Realizing Lifetime Value – Insight Into Relationships

Lifetime Value

Lifetime Value

This past weekend, I mentored at a Startup Weekend in Asheville, NC. Seeing people form teams, practice their pitch, and and get their first customers made me look back at a few similar events I’ve attended over the years and the value that they’ve created.

There was the prospect I’d met at a tradeshow 5 years ago who didn’t end up becoming a customer, but later invested in a startup I founded. Then there was the nonprofit event I attended as a volunteer, and ended up meeting a fellow volunteer who would later become my largest customer. Then finally, I landed at Revelry Labs because I became friends with the other founders in an accelerator program I attended almost 4 years ago. So what’s the point?

You never know what can come of meeting someone new if you only view that relationship for its immediate or short-term value.

In his book PeopleWork, Chris Smith tells a story about the Starbucks experience.
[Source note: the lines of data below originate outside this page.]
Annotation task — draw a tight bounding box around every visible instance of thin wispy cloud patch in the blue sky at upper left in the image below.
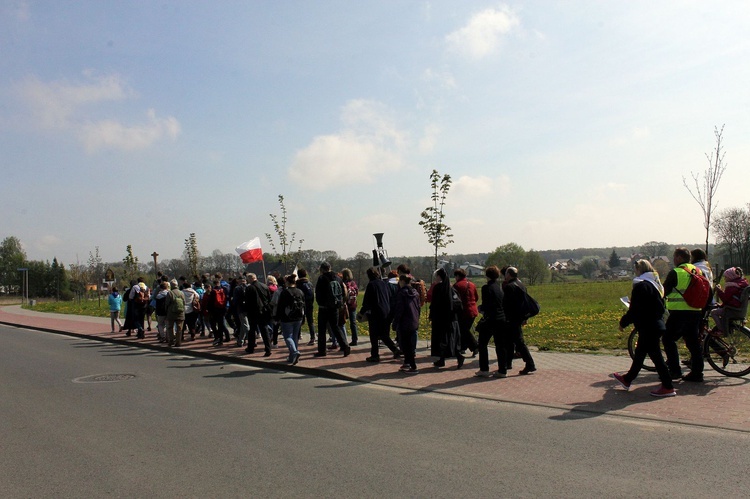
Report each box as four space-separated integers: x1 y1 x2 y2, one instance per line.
19 71 180 152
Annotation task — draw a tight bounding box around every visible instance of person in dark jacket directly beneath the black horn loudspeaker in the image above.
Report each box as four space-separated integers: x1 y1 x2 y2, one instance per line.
359 267 401 362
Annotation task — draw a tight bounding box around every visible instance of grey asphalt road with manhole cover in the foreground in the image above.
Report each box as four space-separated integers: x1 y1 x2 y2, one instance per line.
0 326 750 498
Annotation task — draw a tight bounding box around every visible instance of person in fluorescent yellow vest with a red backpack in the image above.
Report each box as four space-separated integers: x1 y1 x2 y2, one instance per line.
662 248 708 383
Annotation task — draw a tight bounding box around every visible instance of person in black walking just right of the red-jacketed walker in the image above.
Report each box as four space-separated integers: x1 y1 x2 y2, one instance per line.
474 265 508 378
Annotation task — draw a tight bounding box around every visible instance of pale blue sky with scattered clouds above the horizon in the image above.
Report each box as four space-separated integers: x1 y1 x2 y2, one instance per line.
0 0 750 264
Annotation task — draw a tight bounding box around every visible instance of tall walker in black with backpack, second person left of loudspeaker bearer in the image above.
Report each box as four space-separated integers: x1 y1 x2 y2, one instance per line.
315 262 352 357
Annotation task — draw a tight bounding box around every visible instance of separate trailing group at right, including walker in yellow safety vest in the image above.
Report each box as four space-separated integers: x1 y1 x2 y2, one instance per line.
612 248 748 397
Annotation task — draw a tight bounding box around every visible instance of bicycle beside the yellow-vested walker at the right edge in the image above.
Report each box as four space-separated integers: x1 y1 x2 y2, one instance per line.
628 312 750 377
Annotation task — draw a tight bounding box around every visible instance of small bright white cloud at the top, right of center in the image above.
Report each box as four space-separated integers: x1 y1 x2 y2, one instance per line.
445 6 521 59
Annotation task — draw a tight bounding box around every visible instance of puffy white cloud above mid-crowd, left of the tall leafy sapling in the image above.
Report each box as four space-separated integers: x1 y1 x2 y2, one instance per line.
289 100 408 190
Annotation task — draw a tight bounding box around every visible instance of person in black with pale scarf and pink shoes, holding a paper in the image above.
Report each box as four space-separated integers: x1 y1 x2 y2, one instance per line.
612 260 677 397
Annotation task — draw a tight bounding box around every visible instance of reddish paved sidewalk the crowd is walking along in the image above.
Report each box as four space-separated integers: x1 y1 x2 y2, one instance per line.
0 306 750 432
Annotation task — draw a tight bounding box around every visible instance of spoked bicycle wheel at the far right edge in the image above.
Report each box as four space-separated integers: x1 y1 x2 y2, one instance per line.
703 324 750 377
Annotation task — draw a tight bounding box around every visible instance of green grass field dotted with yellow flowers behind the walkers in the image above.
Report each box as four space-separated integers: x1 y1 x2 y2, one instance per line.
19 280 632 353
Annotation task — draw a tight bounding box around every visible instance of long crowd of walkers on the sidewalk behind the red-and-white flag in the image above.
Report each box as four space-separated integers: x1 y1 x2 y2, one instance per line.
109 262 536 378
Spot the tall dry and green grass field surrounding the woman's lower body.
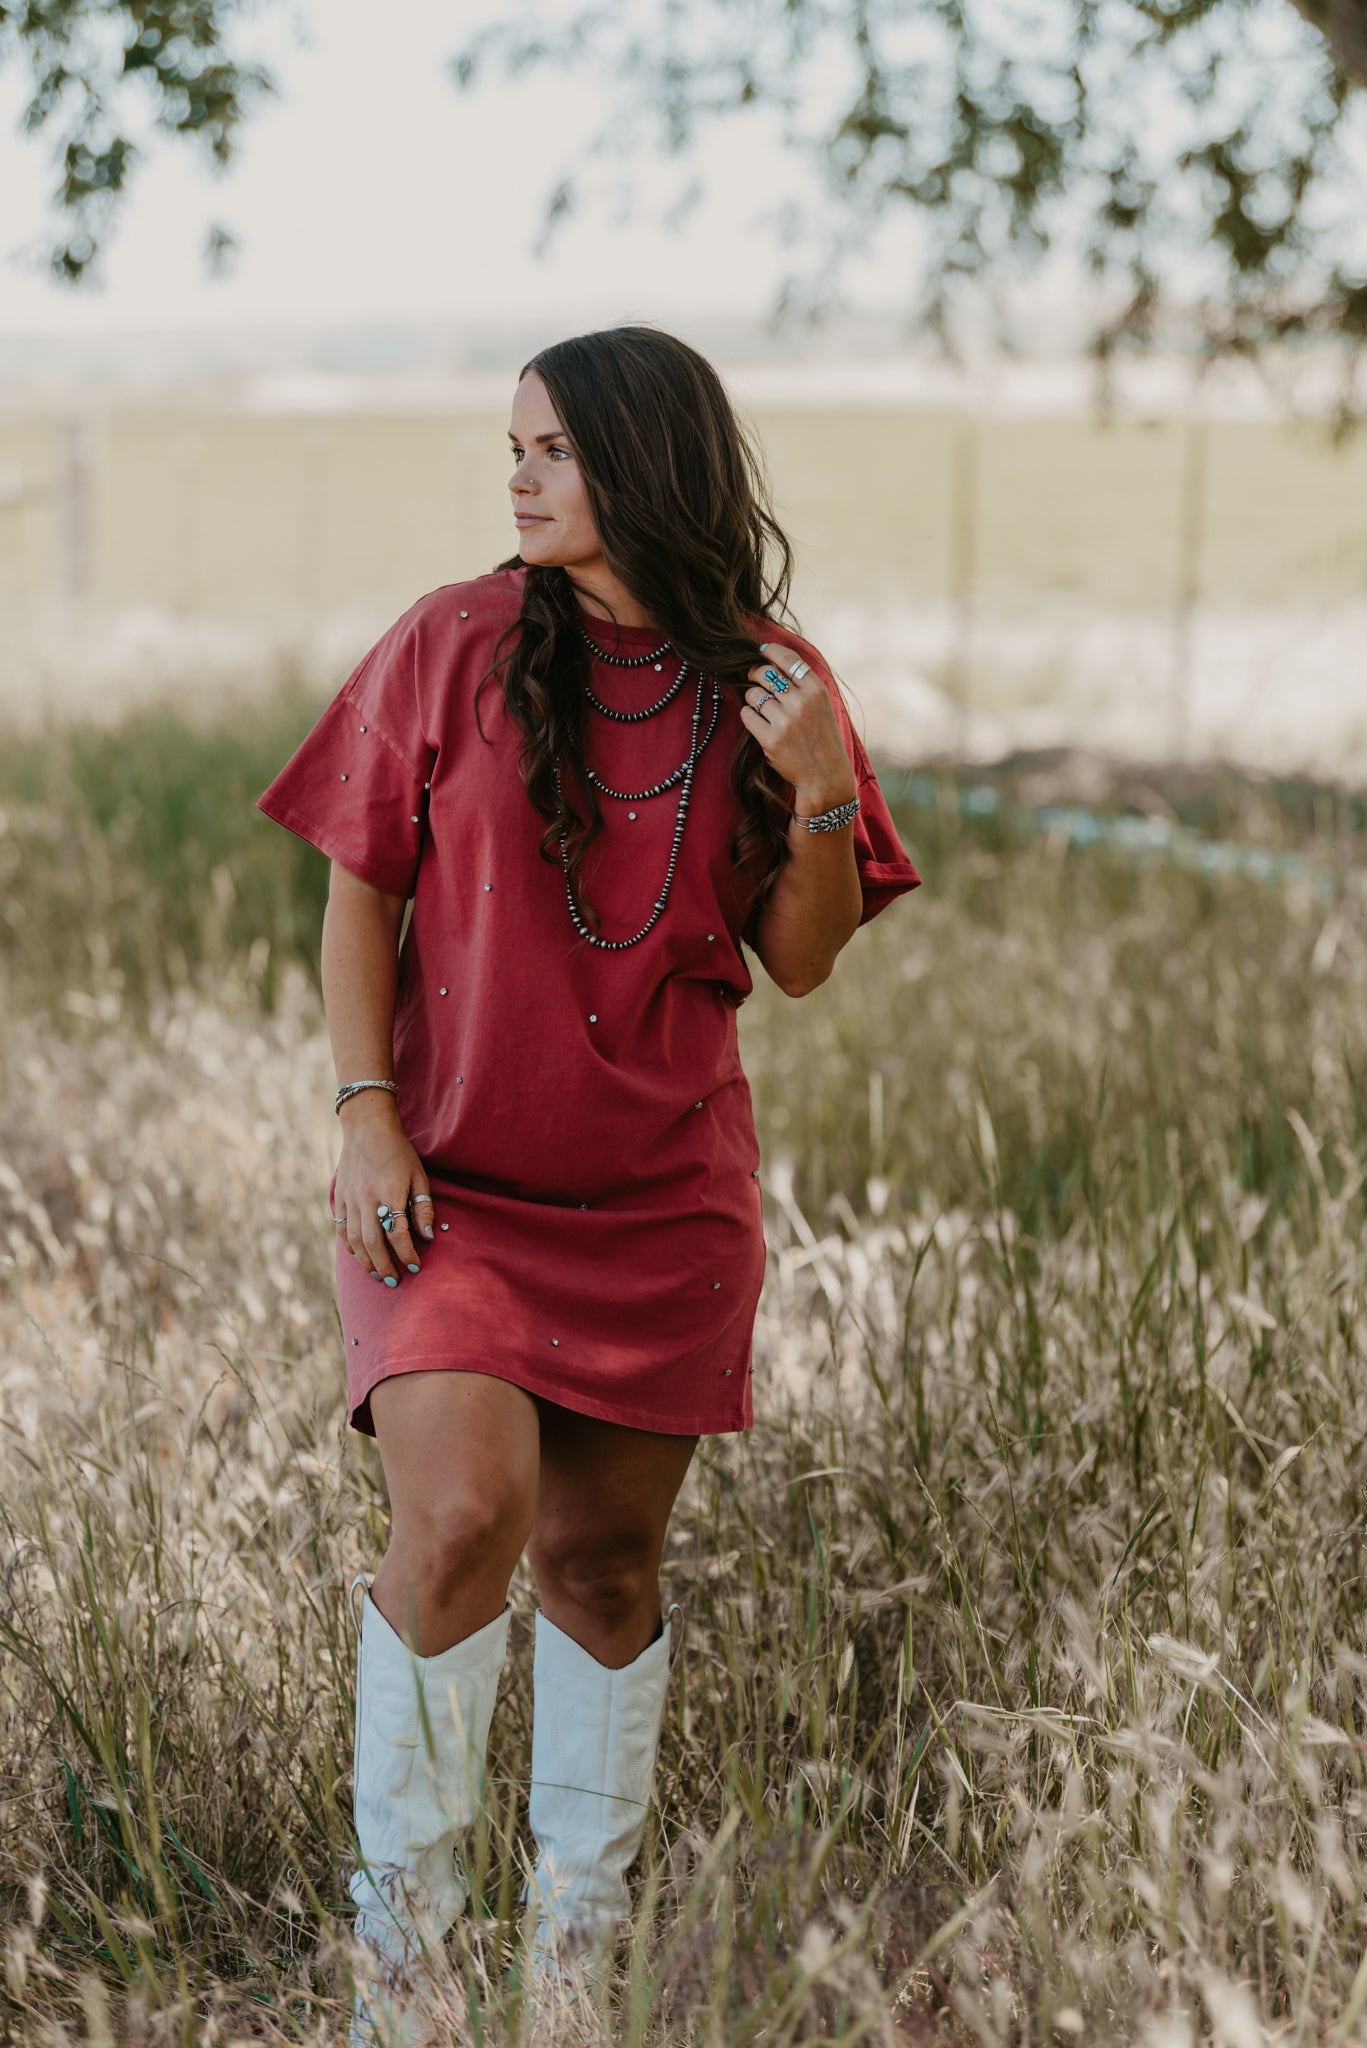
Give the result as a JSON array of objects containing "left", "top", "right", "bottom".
[{"left": 0, "top": 702, "right": 1367, "bottom": 2048}]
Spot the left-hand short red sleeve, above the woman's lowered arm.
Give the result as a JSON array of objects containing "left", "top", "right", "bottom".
[{"left": 256, "top": 614, "right": 437, "bottom": 897}]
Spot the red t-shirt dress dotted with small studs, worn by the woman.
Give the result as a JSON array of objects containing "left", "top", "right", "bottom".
[{"left": 256, "top": 569, "right": 920, "bottom": 1436}]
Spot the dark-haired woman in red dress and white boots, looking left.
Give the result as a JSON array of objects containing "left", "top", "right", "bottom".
[{"left": 258, "top": 328, "right": 918, "bottom": 2038}]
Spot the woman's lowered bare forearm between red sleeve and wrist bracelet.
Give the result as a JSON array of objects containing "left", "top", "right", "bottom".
[{"left": 320, "top": 862, "right": 404, "bottom": 1120}]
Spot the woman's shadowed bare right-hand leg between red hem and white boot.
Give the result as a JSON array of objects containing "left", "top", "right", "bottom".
[{"left": 527, "top": 1401, "right": 697, "bottom": 1669}]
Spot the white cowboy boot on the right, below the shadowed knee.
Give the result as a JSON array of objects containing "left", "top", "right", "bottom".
[{"left": 523, "top": 1606, "right": 682, "bottom": 1991}]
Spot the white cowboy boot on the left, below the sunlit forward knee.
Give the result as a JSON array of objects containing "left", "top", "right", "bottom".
[{"left": 350, "top": 1579, "right": 510, "bottom": 2048}]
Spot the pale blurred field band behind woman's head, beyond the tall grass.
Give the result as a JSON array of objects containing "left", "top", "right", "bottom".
[{"left": 0, "top": 360, "right": 1367, "bottom": 776}]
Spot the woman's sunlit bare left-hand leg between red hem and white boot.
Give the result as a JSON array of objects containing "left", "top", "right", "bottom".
[{"left": 371, "top": 1372, "right": 541, "bottom": 1657}]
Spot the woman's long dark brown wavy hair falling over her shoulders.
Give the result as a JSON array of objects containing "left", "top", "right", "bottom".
[{"left": 475, "top": 326, "right": 797, "bottom": 932}]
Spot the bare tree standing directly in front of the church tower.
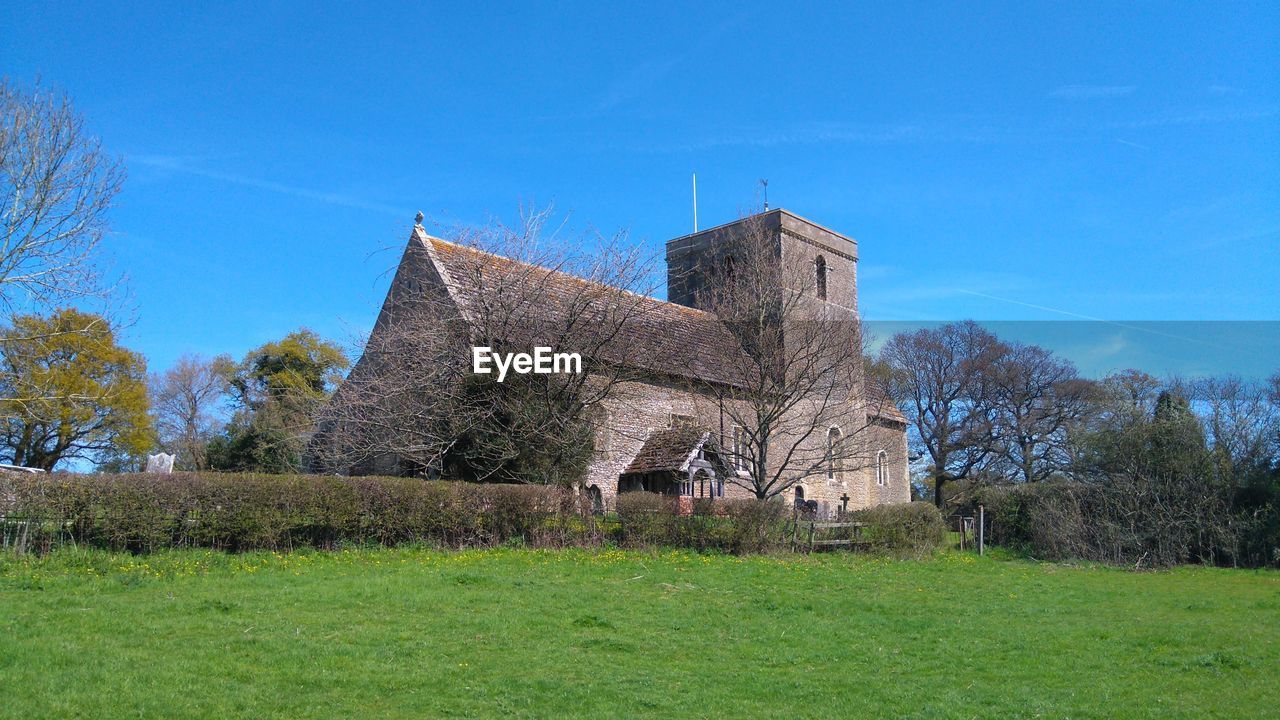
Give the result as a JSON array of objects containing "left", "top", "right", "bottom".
[{"left": 692, "top": 210, "right": 886, "bottom": 500}]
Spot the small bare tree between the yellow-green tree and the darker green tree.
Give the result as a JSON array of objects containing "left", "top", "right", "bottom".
[{"left": 148, "top": 355, "right": 233, "bottom": 470}]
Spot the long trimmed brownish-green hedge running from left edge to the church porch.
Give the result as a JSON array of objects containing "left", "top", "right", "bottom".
[{"left": 0, "top": 473, "right": 602, "bottom": 552}]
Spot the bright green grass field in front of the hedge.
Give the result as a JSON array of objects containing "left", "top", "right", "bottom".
[{"left": 0, "top": 548, "right": 1280, "bottom": 719}]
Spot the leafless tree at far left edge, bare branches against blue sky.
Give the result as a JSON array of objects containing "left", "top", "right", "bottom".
[{"left": 0, "top": 79, "right": 124, "bottom": 311}]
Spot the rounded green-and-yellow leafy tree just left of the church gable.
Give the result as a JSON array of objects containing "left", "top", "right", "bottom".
[{"left": 207, "top": 328, "right": 351, "bottom": 473}]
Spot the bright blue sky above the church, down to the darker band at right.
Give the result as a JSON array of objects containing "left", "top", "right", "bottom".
[{"left": 0, "top": 1, "right": 1280, "bottom": 369}]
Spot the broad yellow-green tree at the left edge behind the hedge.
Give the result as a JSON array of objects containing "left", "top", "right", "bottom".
[{"left": 0, "top": 309, "right": 155, "bottom": 470}]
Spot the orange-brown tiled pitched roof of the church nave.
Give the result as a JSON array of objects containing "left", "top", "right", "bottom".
[{"left": 419, "top": 233, "right": 742, "bottom": 384}]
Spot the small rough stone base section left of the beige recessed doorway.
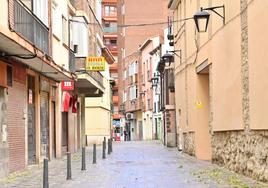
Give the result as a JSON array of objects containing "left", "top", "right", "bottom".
[{"left": 183, "top": 132, "right": 195, "bottom": 156}]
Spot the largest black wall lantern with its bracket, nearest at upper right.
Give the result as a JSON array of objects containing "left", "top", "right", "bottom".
[{"left": 194, "top": 5, "right": 225, "bottom": 33}]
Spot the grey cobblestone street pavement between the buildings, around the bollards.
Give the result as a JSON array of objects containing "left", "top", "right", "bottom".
[{"left": 0, "top": 141, "right": 268, "bottom": 188}]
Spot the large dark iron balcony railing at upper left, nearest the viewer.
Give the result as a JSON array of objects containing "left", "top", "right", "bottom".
[{"left": 13, "top": 0, "right": 49, "bottom": 54}]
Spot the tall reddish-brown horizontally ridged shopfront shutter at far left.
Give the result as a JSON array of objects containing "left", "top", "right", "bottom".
[{"left": 7, "top": 81, "right": 26, "bottom": 172}]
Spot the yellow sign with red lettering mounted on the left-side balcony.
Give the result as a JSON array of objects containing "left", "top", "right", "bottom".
[{"left": 86, "top": 57, "right": 105, "bottom": 71}]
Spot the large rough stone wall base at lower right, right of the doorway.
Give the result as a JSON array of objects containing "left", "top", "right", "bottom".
[{"left": 212, "top": 131, "right": 268, "bottom": 181}]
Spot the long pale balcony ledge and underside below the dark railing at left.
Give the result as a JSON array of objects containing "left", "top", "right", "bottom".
[{"left": 0, "top": 28, "right": 75, "bottom": 81}]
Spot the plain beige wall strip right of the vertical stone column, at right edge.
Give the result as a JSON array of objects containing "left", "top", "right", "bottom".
[{"left": 248, "top": 0, "right": 268, "bottom": 129}]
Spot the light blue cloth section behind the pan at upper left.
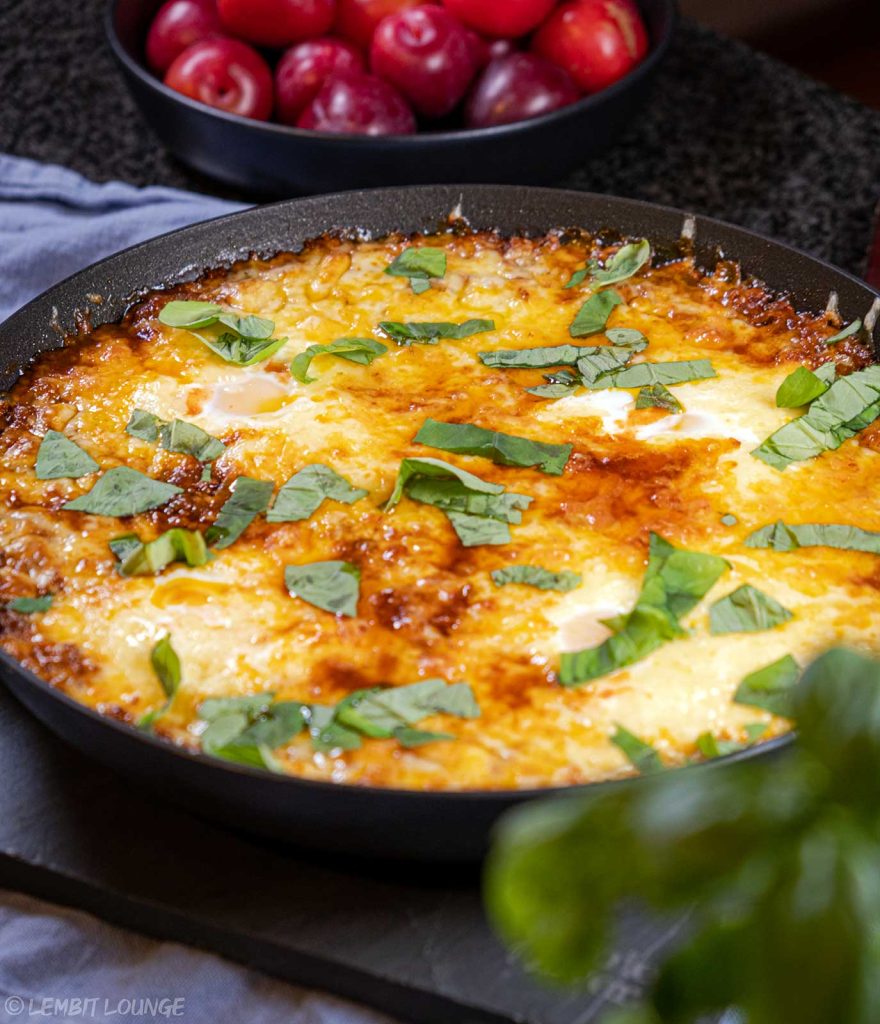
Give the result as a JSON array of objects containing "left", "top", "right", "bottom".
[{"left": 0, "top": 154, "right": 242, "bottom": 322}]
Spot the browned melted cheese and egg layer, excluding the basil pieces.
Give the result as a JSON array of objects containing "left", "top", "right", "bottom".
[{"left": 0, "top": 234, "right": 880, "bottom": 788}]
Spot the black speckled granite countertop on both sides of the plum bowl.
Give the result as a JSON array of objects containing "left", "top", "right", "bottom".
[{"left": 0, "top": 0, "right": 880, "bottom": 272}]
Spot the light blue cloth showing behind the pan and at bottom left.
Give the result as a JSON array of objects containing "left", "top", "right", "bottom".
[{"left": 0, "top": 154, "right": 391, "bottom": 1024}]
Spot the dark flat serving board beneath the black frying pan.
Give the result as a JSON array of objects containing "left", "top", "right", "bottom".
[{"left": 0, "top": 688, "right": 696, "bottom": 1024}]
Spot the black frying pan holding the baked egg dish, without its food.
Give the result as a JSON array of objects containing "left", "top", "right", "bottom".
[{"left": 0, "top": 185, "right": 880, "bottom": 861}]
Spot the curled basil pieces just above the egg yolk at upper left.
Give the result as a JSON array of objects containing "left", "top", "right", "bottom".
[{"left": 159, "top": 300, "right": 287, "bottom": 367}]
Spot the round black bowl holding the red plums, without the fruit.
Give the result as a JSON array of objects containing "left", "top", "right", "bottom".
[{"left": 107, "top": 0, "right": 676, "bottom": 196}]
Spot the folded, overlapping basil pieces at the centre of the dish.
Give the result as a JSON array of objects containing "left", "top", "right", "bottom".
[{"left": 385, "top": 459, "right": 532, "bottom": 548}]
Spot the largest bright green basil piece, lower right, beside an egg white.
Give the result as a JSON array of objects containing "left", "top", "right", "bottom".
[{"left": 559, "top": 534, "right": 729, "bottom": 686}]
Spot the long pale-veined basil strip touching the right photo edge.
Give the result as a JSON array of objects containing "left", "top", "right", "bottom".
[{"left": 752, "top": 366, "right": 880, "bottom": 470}]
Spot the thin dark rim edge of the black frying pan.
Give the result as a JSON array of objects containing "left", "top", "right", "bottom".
[{"left": 0, "top": 184, "right": 880, "bottom": 804}]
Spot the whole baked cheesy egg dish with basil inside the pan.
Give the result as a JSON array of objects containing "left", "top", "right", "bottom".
[{"left": 0, "top": 227, "right": 880, "bottom": 790}]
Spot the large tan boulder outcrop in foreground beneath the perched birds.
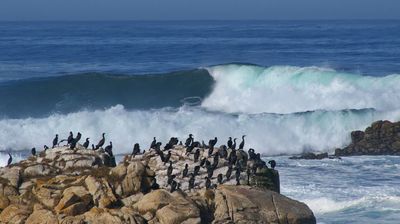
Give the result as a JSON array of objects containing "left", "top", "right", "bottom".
[{"left": 0, "top": 145, "right": 315, "bottom": 224}]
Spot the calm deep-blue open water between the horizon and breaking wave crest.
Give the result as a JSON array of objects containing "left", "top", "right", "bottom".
[{"left": 0, "top": 21, "right": 400, "bottom": 80}]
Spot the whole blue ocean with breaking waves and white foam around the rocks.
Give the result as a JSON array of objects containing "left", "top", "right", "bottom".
[{"left": 0, "top": 20, "right": 400, "bottom": 223}]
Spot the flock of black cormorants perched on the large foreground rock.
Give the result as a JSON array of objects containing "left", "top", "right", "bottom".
[{"left": 7, "top": 131, "right": 276, "bottom": 192}]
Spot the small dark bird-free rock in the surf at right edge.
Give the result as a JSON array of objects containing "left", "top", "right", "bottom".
[{"left": 335, "top": 121, "right": 400, "bottom": 156}]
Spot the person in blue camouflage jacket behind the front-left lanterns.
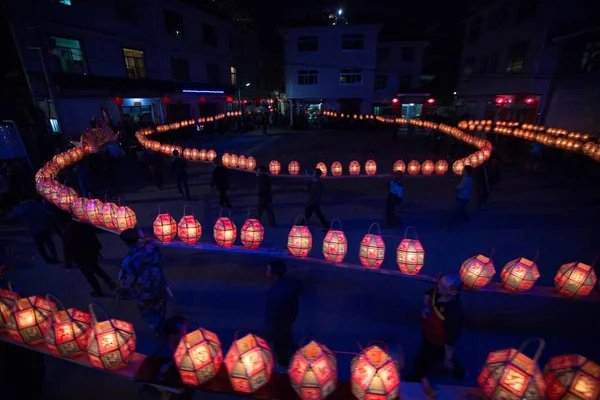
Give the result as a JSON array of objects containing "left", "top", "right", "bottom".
[{"left": 118, "top": 229, "right": 169, "bottom": 335}]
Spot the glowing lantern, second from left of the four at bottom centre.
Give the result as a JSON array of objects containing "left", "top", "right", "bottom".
[{"left": 225, "top": 333, "right": 273, "bottom": 393}]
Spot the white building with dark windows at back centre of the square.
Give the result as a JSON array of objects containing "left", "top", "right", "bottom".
[{"left": 281, "top": 24, "right": 426, "bottom": 114}]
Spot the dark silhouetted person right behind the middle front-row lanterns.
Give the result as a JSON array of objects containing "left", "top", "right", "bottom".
[{"left": 265, "top": 260, "right": 302, "bottom": 368}]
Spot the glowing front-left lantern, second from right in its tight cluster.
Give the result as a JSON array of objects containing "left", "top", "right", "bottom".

Why do people tweet photos of their pumpkin spice latte and remain loyal patrons year after year? It’s because Starbucks understands the Lifetime Value of a customer. Although the average purchase is under $7, the lifetime value of a customer is $15,000! Starbucks makes sure its employees, service, and consistently good experience reflect that they know you are a $15k customer. When you walk in the door at one of their locations, Starbucks isn’t looking at you as a one time sale, but a lasting relationship.

Why would any of us treat our own relationships any different? Surely the lifetime value of many of your business relationships is higher than the lifetime value of a Starbucks customer.

Businesses often fail to see the long-term value of a relationship, let alone customers. So many negotiate every ounce of profitability out of a deal or go for the hard sell, but often at the cost of building a strong relationship. They don’t follow up or keep in touch with people they meet because they think “This person can’t help me” or “It’s not a good fit”, but this is a short-term way of thinking.

Today’s business world changes so fast, someone you know could be a competitor at one job, a customer at the next, and then a prospective hire at the next, all in the course of just a few years.

Here’s my advice to the participants from Startup Weekend and any business that wants a long term strategy for success:

When meeting a potential a new customer/employee/partner, don’t just think about how you might work with them today. If you think about where that person will be in 1, 5, or even 10 years, ask yourself- What’s the potential lifetime value of this relationship?

You’ll probably determine that it is worth much more than just closing that first deal. And you’ll probably make some great friendships along the way. Your best relationships are long term and don’t pay off overnight. Invest accordingly.